Comment From: ammar-qazi
@Ravenin7 Thank you. That said, it still leads to an error docstring validation — I don't know the solution to that. That's why I left it.
Comment From: thaoto22
I can work on the following:
-i "pandas.Timedelta.to_numpy PR01" \
-i "pandas.TimedeltaIndex.microseconds SA01" \
Comment From: olivecon
I can work on the following "pandas.RangeIndex.start", "pandas.RangeIndex.step", "pandas.RangeIndex.stop"
(edit) Seems these have already been fixed. I will instead look into: pandas.Timestamp.resolution PR02, and pandas.util.hash_pandas_object PR07,SA01
Comment From: AnthonyPrudent
I will look into the following:
-i "pandas.TimedeltaIndex.components SA01" \
-i "pandas.Timedelta.view SA01" \
Comment From: Cheath2
Hello. I will work on the following:
-i "pandas.Timedelta.floor SA01" \ -i "pandas.Timedelta.round SA01" \
Comment From: j-hendricks
Does the issue with pandas.Timedelta.max
and pandas.Timedelta.min
lie in the fact that scripts/validate_docstrings.py
thinks these are methods, when they are actually scalars? It does not make sense for these constants to have parameters (PR02).
I think the issue has to do with the following code in doc/source/user_guide/timedeltas.rst
:
pandas represents ``Timedeltas`` in nanosecond resolution using
64 bit integers.
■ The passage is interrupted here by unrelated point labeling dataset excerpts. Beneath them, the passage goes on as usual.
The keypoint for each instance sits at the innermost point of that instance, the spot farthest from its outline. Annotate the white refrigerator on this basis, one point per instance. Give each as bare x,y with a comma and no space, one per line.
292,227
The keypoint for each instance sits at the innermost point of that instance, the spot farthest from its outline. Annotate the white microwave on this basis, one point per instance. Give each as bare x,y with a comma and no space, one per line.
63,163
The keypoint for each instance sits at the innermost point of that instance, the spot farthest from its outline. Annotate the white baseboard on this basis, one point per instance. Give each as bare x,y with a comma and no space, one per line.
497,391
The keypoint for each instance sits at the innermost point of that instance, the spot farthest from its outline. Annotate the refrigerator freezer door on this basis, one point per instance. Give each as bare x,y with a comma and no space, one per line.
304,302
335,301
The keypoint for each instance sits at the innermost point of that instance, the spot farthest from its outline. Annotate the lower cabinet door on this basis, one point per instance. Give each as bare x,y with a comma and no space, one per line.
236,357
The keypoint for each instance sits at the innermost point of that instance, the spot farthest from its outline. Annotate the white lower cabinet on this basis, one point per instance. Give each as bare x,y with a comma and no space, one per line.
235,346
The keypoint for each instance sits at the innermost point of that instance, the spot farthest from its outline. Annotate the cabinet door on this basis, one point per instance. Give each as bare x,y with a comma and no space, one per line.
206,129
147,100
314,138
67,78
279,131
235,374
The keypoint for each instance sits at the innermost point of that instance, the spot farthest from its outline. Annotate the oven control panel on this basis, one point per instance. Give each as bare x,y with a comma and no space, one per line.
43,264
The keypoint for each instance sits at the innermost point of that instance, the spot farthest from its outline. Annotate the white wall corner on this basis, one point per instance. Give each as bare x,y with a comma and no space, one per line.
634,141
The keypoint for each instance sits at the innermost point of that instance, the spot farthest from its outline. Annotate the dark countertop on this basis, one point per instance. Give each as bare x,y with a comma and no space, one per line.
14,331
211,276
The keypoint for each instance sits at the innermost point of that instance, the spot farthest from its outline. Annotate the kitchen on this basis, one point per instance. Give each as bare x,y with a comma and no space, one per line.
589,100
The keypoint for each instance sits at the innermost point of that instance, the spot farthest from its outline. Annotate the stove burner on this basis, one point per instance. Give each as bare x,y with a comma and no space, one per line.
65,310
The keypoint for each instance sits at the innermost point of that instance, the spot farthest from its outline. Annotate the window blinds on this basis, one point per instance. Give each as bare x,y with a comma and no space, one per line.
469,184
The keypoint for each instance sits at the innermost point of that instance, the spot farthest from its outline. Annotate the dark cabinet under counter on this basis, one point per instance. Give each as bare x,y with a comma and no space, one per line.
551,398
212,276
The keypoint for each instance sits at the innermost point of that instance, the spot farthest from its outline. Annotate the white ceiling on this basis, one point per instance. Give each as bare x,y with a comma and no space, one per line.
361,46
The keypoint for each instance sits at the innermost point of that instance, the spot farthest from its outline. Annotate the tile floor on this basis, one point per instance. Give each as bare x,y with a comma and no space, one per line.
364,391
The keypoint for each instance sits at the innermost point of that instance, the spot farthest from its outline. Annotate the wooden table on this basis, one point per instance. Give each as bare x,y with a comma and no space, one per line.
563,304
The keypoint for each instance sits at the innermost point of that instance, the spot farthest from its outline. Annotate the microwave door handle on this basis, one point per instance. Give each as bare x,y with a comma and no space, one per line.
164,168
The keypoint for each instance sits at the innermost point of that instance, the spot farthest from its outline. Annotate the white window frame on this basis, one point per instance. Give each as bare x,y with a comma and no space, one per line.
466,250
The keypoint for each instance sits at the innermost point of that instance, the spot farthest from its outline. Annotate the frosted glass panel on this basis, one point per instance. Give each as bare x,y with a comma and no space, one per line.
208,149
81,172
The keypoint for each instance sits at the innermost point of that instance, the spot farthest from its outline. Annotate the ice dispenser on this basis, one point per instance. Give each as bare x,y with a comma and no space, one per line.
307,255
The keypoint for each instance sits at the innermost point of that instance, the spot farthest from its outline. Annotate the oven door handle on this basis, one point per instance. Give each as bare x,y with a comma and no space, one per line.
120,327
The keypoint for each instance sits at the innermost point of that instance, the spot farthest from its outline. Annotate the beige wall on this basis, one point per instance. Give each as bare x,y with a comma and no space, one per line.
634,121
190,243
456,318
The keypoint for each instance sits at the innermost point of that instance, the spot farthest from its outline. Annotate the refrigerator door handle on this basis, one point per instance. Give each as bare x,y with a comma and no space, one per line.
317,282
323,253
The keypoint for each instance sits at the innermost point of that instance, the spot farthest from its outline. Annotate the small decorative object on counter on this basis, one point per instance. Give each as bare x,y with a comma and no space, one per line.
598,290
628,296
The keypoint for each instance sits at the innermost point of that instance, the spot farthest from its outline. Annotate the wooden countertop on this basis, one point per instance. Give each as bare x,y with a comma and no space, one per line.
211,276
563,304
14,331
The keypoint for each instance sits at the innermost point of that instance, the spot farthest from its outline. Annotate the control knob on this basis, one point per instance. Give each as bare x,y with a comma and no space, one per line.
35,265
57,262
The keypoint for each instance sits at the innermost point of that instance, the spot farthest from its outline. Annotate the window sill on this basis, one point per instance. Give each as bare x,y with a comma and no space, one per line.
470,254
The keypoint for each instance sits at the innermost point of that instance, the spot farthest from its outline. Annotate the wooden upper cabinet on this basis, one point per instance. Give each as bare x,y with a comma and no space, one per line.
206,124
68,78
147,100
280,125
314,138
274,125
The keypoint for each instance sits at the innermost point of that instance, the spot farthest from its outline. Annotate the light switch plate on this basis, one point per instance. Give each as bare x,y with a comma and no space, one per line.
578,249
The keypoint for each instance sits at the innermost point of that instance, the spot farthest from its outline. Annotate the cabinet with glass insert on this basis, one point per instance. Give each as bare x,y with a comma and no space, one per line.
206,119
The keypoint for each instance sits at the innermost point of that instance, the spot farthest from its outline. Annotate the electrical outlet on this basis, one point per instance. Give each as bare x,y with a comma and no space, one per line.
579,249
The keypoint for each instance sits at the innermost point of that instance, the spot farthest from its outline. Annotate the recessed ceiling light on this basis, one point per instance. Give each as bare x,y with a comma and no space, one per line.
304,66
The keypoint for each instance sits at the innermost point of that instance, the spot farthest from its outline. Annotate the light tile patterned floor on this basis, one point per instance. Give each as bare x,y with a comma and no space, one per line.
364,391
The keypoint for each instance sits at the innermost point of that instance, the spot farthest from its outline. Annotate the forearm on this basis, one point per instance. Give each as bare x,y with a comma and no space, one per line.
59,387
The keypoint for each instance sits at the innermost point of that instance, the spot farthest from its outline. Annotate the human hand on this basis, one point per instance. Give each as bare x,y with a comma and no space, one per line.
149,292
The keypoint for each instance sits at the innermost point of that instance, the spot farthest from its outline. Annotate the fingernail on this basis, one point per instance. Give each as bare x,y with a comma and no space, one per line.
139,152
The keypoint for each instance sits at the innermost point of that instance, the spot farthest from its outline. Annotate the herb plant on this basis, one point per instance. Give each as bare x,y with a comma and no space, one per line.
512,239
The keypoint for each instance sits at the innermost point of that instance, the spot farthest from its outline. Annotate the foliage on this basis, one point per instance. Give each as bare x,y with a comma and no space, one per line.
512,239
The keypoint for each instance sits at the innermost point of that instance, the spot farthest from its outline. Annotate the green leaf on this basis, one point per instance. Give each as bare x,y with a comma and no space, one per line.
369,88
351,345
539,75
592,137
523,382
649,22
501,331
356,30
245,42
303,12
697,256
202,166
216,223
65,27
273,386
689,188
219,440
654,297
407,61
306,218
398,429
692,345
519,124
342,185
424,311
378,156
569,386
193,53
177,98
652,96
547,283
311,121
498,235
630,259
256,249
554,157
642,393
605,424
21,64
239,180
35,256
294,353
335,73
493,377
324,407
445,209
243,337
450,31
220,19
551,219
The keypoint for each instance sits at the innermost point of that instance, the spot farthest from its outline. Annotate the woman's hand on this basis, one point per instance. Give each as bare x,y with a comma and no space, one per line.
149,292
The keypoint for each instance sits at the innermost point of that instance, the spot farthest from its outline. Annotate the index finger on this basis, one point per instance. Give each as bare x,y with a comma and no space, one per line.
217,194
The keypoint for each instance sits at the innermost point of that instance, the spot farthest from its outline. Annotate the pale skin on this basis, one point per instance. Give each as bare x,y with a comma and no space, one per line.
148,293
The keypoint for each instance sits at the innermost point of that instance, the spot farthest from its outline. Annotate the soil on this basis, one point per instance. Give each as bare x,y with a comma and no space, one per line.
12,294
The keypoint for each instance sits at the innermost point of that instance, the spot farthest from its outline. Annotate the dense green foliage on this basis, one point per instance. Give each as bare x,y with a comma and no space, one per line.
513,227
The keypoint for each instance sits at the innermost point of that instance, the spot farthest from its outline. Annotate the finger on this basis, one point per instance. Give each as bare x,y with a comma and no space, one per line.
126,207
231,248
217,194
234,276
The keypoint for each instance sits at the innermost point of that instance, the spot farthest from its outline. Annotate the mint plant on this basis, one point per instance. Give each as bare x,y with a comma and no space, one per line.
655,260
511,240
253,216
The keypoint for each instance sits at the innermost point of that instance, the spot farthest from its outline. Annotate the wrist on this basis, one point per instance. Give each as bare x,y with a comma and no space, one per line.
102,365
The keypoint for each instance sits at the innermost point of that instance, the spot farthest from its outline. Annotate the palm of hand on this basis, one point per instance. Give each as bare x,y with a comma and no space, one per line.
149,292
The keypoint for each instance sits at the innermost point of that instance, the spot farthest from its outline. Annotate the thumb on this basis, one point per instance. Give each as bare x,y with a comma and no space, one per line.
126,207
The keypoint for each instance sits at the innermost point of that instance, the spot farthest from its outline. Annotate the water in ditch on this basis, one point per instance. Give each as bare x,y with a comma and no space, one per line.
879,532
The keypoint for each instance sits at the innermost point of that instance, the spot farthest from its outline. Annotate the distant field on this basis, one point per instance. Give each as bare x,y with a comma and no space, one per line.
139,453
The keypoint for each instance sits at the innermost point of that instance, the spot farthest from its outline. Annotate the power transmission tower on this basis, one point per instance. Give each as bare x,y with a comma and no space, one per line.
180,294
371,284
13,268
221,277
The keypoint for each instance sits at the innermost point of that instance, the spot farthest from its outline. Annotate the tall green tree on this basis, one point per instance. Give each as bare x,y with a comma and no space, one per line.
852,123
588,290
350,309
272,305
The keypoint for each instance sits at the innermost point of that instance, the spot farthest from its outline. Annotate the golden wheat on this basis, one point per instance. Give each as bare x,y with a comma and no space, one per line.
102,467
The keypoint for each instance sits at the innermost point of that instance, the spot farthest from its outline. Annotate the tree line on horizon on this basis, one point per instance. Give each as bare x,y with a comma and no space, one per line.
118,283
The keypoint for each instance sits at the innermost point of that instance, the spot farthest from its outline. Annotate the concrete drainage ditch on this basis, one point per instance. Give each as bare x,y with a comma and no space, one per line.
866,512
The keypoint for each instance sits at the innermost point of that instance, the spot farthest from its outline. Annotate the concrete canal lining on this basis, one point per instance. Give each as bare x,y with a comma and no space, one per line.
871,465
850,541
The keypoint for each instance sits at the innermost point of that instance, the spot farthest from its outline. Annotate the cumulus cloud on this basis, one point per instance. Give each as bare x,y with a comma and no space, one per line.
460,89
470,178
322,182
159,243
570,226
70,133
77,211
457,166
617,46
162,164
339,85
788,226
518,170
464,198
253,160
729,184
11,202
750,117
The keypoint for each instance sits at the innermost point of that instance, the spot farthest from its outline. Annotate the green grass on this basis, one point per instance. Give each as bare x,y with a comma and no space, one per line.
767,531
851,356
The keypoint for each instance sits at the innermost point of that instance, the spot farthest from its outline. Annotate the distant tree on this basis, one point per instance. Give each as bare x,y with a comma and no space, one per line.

As such, the 64 bit integer limits determine
the ``Timedelta`` limits.
.. ipython:: python
pd.Timedelta.min
pd.Timedelta.max
Do you all agree that scripts/validate_docstrings.py
is reading pd.Timedelta.min
and pd.Timedelta.max
as methods, and editing this rst file would resolve the PR02 issue?
Comment From: j-hendricks
I have found the issue with pandas.Timedelta.max
! scripts/validate_docstrings.py
is not correctly interpreting the docstring for pandas.Timedelta
.
Below is the docstring for Timedelta
. When you run Python scripts/validate_docstrings.py pandas.Timedelta.max
you get >>> PR02 Unknown parameters {'unit', 'value', '**kwargs'}
, but as you can see below, these parameters are properly documented.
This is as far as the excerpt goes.